Однажды граф Ливен приехал на дамбу. Сухопарый. В белом шерстяном костюме. Граф осторожно, словно журавль, вышагивал по дамбе, покрытой глиной. Высокомерно поднял голову. Голодающие замерли. Граф осматривал работы! Шумел внизу весенний паводок. К дамбе вели тонкие дощечки. Граф слетел и барахтался в грязи. Инженеры кинулись, вытащили его. Граф укатил на рысаках – он сделал для голодающих даже невозможное!
Неподалеку от Марии прошла компания мастеровых. Парень с кудрявым чубом наигрывал на саратовской гармонике, окованной медью и увешанной колокольчиками. Сочным баритоном задористо выговаривал:
Шурка, Шурка, где ты был?
На Самаре ямку рыл.
Ну, а польза есть иль вред?
Вам про это знать не след!
Как голодные живут?
Ах, отлично: пухнут, мрут.
Ну, и вредный же народ:
Князь толстеет, а он мрет.
Отчего же это так?
Князю рупь, а им пятак.
Значит, есть большой изъян?
Нет, «светлейший» вечно пьян!
Из трактира выскочил околоточный. Сердитый. Взъерошенный. Сдвинув на затылок фуражку, засвистел.
«Вот и заговорила гармошка, медна ножка», – повеселела Мария Петровна, поднимаясь по пыльной улице.
«Мужайся! Мужайся!»
– Убейте! Замучьте!

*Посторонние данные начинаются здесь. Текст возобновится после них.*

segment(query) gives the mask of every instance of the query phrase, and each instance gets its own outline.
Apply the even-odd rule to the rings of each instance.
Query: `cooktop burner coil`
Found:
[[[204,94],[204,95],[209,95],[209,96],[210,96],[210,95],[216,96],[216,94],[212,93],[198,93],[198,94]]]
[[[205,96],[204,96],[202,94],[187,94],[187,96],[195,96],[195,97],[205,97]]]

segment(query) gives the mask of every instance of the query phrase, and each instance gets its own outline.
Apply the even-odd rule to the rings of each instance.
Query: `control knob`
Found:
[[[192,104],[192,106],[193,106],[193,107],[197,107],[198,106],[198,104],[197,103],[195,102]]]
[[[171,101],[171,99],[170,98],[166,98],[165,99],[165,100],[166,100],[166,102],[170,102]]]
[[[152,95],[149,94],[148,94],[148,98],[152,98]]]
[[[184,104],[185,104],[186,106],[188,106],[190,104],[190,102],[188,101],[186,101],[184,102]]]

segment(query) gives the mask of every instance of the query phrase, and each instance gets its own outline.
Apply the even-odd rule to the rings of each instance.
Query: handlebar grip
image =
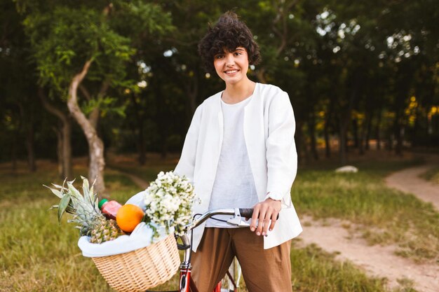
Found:
[[[245,218],[252,218],[253,216],[252,208],[239,208],[239,214],[241,216]]]
[[[239,213],[242,217],[245,218],[252,218],[253,216],[253,209],[252,208],[239,208]],[[279,218],[279,214],[278,214],[278,217],[276,220]]]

Моя здесь могила!
Но знайте и рвитесь: я спас Михаила.
Предателя, мнили, во мне вы нашли:
Их нет и не будет на русской земли!
В ней каждый отчизну с младенчества любит
И душу изменой свою не погубит.
– Злодей! – закричали враги, закипев: —
Умрешь под мечами! – Не страшен ваш гнев!
Кто русский по сердцу, тот бодро и смело
И радостно гибнет за правое дело!
Стихи Рылеева Мария любила. Сегодня она перелистывала синий томик не случайно: думой Рылеева «Иван Сусанин» восхищался Александр Ульянов. «Кто русский по сердцу, тот бодро и смело и радостно гибнет за правое дело!» – прекрасные слова… Как они созвучны с теми последними, сказанными им на суде!
Она сидела в палисадничке малоприметного домика на Духовой улице, неподалеку от реки Самары. В этом уединенном уголке хорошо мечталось, думалось. Стояла поздняя осень, но осень необычайная, лишенная ярких красок и пестрого листопада. Засуха наложила свой мертвящий отпечаток на деревья, опаленные огнем, кусты бузины с закрученными чахлыми листьями, одинокий лист рябины. В темной раме пожухлого кустарника виднелся домик. Нежилой. Заброшенный. Очевидно, хозяева его уехали, когда началась эпидемия. Домик врос в землю, окна его покривились, наличники выделялись яркой раскраской, будто молодился, как престарелая красавица. Жалобно поскрипывала дверь с космами грязной ваты, выбившимися из-за обшивки. Закатное солнце скупо осветило оконца, кокошник резного крыльца. От крыльца к лавочке, на которой сидела Яснева, вела дорожка, выложенная кирпичом. Лавочка ветхая, источенная червями, прожженная солнцем.
С грустью смотрела Мария на заброшенный домик. На ветру покачивался желоб, забитый ломкими сучьями и опавшими листьями, ударялся о железную бочку. От реки поднимался свежий ветер. Девушка зябко куталась в платок, поглубже засовывала руки в плюшевую муфту. Осень принесла дожди, по выжженная земля их не принимала. Так и стояли вдоль дорожки рыжие от глины лужи.
Мария ждала заката, который был так хорошо виден из забитого дворика. За изгородью прошла молоденькая девушка с тонкой гибкой талией, прошла торопливо, как большинство жителей, боясь неожиданных встреч.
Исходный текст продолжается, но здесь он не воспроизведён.